I agree that it depends a lot on your load and the terrain you plan to cover. I pack and travel ultralight with about 12-15lbs of gear including my tent, less than 25lbs with food and water. Frame bags are definitely the way to go for me. If you have larger heavier gear maybe a trailer would be better. I've cruised some moderately technical singletrack with a BOB. There is a learning curve, but adding 25lbs to a bike has a learning curve too. My opinion is why tow a 17lb trailer that weighs more than my base gear? I vote frame bags....but the bottom line is whatever it takes to get out and have fun.


----------



## richwolf (Dec 8, 2004)

I have been bikepacking for years and have done the pannier, trailer and ultralight routine.
Racks and panniers are time proven and you can carry a bunch with them.
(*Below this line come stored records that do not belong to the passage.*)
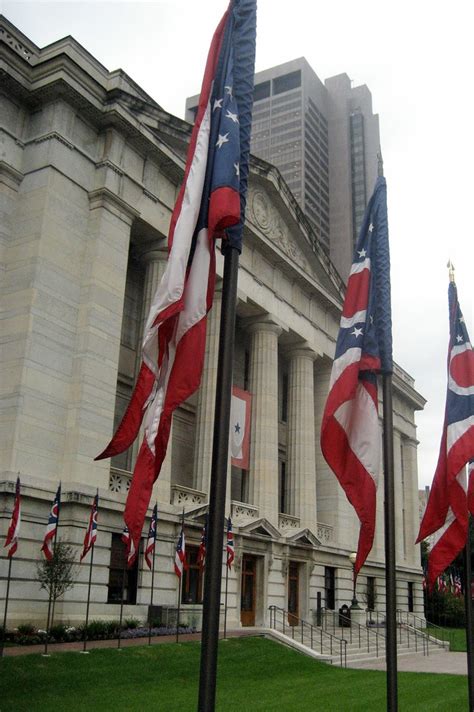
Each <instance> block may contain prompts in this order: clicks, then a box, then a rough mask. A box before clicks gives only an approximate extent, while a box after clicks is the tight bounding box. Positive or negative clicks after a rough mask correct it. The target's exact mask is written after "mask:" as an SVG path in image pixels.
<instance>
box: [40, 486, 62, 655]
mask: <svg viewBox="0 0 474 712" xmlns="http://www.w3.org/2000/svg"><path fill="white" fill-rule="evenodd" d="M59 487H61V482H59ZM59 500H60V501H59V502H58V517H57V519H56V531H55V532H54V542H53V562H54V559H55V556H56V542H57V539H58V531H59V515H60V513H61V497H60V498H59ZM53 585H54V584H53ZM53 585H52V586H51V588H50V589H49V601H48V617H47V620H46V638H45V641H44V653H43V656H46V655H48V641H49V631H50V628H51V627H52V622H53V618H54V609H53V612H51V600H52V598H53V595H52V594H53Z"/></svg>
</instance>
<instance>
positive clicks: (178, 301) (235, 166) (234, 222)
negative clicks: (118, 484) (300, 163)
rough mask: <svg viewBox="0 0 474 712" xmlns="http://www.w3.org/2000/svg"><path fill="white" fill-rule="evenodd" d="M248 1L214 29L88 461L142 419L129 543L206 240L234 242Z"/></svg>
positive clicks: (179, 387)
mask: <svg viewBox="0 0 474 712" xmlns="http://www.w3.org/2000/svg"><path fill="white" fill-rule="evenodd" d="M254 52H255V0H251V1H250V2H249V0H231V2H230V5H229V8H228V10H227V12H226V13H225V15H224V17H223V18H222V20H221V22H220V24H219V26H218V27H217V30H216V32H215V34H214V37H213V40H212V43H211V48H210V51H209V56H208V61H207V65H206V70H205V74H204V80H203V85H202V89H201V96H200V100H199V106H198V109H197V114H196V120H195V124H194V128H193V132H192V135H191V141H190V145H189V151H188V157H187V162H186V167H185V172H184V179H183V184H182V186H181V190H180V193H179V196H178V200H177V202H176V205H175V208H174V211H173V215H172V218H171V224H170V231H169V237H168V247H169V256H168V264H167V267H166V271H165V273H164V275H163V278H162V280H161V283H160V285H159V286H158V289H157V292H156V294H155V296H154V298H153V301H152V305H151V308H150V312H149V315H148V320H147V323H146V327H145V335H144V339H143V345H142V365H141V369H140V372H139V375H138V380H137V383H136V386H135V390H134V392H133V395H132V398H131V401H130V404H129V406H128V408H127V411H126V413H125V416H124V418H123V420H122V422H121V423H120V425H119V427H118V429H117V431H116V433H115V435H114V437H113V438H112V440H111V442H110V444H109V445H108V446H107V448H106V449H105V450H104V451H103V452H102V453H101V454H100V455H99V456H98V457H97V458H96V459H101V458H104V457H112V456H113V455H117V454H118V453H121V452H124V450H126V449H128V448H129V447H130V445H131V444H132V443H133V441H134V440H135V438H136V437H137V435H138V433H139V430H140V425H141V423H142V420H143V423H144V431H145V435H144V439H143V442H142V445H141V448H140V451H139V454H138V458H137V462H136V464H135V469H134V473H133V478H132V483H131V486H130V490H129V493H128V497H127V504H126V507H125V515H124V518H125V521H126V523H127V526H128V528H129V530H130V535H131V539H132V540H133V542H134V546H135V548H137V547H138V543H139V540H140V536H141V532H142V528H143V523H144V521H145V516H146V511H147V508H148V505H149V502H150V497H151V492H152V488H153V483H154V482H155V480H156V479H157V477H158V475H159V473H160V469H161V465H162V463H163V460H164V457H165V455H166V448H167V445H168V439H169V433H170V427H171V418H172V414H173V411H174V410H175V409H176V408H177V407H178V406H179V405H180V404H181V403H183V402H184V401H185V400H186V399H187V398H189V396H190V395H191V394H192V393H194V391H195V390H196V389H197V388H198V386H199V383H200V380H201V372H202V366H203V361H204V350H205V342H206V315H207V312H208V311H209V309H210V308H211V306H212V301H213V295H214V282H215V248H214V240H215V239H216V238H218V237H226V239H227V240H228V242H229V244H231V245H232V246H234V247H236V248H237V249H240V248H241V239H242V226H243V217H244V210H245V194H246V189H247V177H248V156H249V148H250V128H251V113H252V101H253V74H254V59H255V54H254Z"/></svg>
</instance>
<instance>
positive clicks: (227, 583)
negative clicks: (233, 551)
mask: <svg viewBox="0 0 474 712" xmlns="http://www.w3.org/2000/svg"><path fill="white" fill-rule="evenodd" d="M225 552H226V564H225V603H224V639H225V638H226V637H227V591H228V586H229V567H228V566H227V546H226V549H225Z"/></svg>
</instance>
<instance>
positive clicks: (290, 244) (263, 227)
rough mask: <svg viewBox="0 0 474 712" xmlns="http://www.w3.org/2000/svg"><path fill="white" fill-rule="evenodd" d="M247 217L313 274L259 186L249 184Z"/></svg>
mask: <svg viewBox="0 0 474 712" xmlns="http://www.w3.org/2000/svg"><path fill="white" fill-rule="evenodd" d="M247 206H248V208H247V217H248V218H250V220H251V221H252V222H253V223H254V224H255V225H257V227H258V228H260V230H261V231H262V232H263V233H264V234H265V235H267V236H268V237H269V238H270V240H272V242H275V243H276V244H277V245H278V247H279V248H280V249H281V250H283V252H284V253H285V254H286V255H288V257H289V258H290V259H291V261H292V262H294V263H296V264H297V265H299V267H302V268H303V269H304V270H305V272H307V273H308V274H311V275H312V274H313V273H314V271H313V270H312V269H311V266H310V263H309V261H308V260H307V259H306V257H305V255H304V254H303V252H302V250H301V249H300V248H299V247H298V245H297V243H296V242H295V241H294V240H293V239H292V238H291V235H290V229H289V228H288V225H287V224H286V223H285V221H284V220H283V219H282V217H281V215H280V214H279V212H278V211H277V210H276V209H275V208H274V206H273V205H272V203H271V201H270V200H269V198H268V196H267V194H266V193H265V192H264V191H263V190H261V189H260V188H257V189H255V188H252V187H251V186H249V197H248V200H247Z"/></svg>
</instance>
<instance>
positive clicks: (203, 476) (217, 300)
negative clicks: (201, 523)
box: [193, 287, 222, 492]
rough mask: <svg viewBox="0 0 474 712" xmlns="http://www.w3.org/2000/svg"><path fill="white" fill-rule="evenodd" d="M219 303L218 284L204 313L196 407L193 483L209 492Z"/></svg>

Trailers are heavy by themselves and add extra complexity to the mix: pivot points, an extra wheel, tube and tire.
On the White Rim Trail, my pivot bolts on the BOB trailer came out and I had to remove my brake lever bolts to replace them with. I then had to tape my levers in place. It all worked out but it could have been a disaster. Another issue with a trailer is that it tempts you to carry more than you should.
But the real turning point for me was during the Tour Divide this year. I passed a couple on mountain bikes with a full set of racks and panniers. We were on a downhill section that was fast and rocky. I blew by them as they gingerly rode their brakes all the way down. It finally registered with me what the true advantage of going "ultralight' meant. You can put on huge mileage and the bike handles climbing and descending beautifully. Of course you give up some creature comforts but if you are comfortable enough, the biking is a lot more enjoyable.
But different strokes for different folks. Trailers and fully loaded racks and panniers have their place, but for they aren't for me anymore.


----------